A nurse is caring for a patient who is receiving a salicylate for pain relief. The nurse would assess the client for which of the following suggesting salicylism?
- A. Constipation
- B. Bradycardia
- C. Sleeplessness
- D. Flushing
Correct Answer: D
Rationale: Flushing is a symptom of salicylism. Tachycardia, not sleepliness or constipation, is associated with salicylism.
Which of the following are important points for the nurse to cover when performing discharge teaching for a client receiving a salicylate?
- A. Inform all health care providers of salicylate use.
- B. Discard salicylates if they smell like vinegar.
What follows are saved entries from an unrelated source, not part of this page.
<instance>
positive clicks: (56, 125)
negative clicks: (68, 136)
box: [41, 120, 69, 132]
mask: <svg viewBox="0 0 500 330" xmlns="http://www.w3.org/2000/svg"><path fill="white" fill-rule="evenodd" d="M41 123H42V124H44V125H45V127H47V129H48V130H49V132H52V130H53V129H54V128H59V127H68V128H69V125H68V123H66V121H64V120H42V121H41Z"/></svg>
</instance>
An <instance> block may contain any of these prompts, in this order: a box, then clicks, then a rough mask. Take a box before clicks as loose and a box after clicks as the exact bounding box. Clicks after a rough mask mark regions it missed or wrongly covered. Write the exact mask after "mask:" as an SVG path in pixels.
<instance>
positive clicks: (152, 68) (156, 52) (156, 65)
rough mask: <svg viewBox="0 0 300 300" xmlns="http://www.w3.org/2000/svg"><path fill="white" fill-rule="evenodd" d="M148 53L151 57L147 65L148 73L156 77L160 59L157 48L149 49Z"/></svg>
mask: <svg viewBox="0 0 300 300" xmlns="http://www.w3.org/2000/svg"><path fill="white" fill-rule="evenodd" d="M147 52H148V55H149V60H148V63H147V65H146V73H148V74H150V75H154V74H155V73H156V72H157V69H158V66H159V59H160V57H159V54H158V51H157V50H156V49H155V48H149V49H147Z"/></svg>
- C. Take salicylates with food.
- D. Store salicylates in the bathroom.
- E. Keep salicylate container closed tightly.
Correct Answer: A,B,C,E
Rationale: Discharge teaching includes taking salicylates with food, informing providers of use, discarding salicylates with a vinegar smell, and storing in a tightly closed container away from humidity, not in the bathroom.
A patient has taken a 15-gram (15,000-mg) dose of acetaminophen and is brought by her parents to the emergency department. As the dosage is relatively high, there is a chance of acute acetaminophen poisoning. Which of the following assessment findings would indicate acute acetaminophen toxicity?
- A. Hypotension
- B. High fever
- C. Sweating
- D. Rapid, deep breathing
Correct Answer: A
Rationale: Hypotension is a sign of acute acetaminophen toxicity. High fever, sweating, and rapid, deep breathing are not typically associated with it.
A patient who has been prescribed aspirin wants to know more about willow bark as a substitute for aspirin. Which of the following would the nurse integrate into the response as an advantage of willow bark as compared to aspirin?
- A. Willow bark is ideal for patients with peptic ulcers.
- B. Willow bark works relatively quickly as compared to aspirin.
- C. Small amounts of willow bark produce a noticeable effect.
- D. Willow bark has fewer adverse reactions than other salicylates.
Correct Answer: D
Rationale: Willow bark has fewer adverse reactions than other salicylates but is not ideal for peptic ulcer patients, takes longer to work, and requires larger amounts for effect.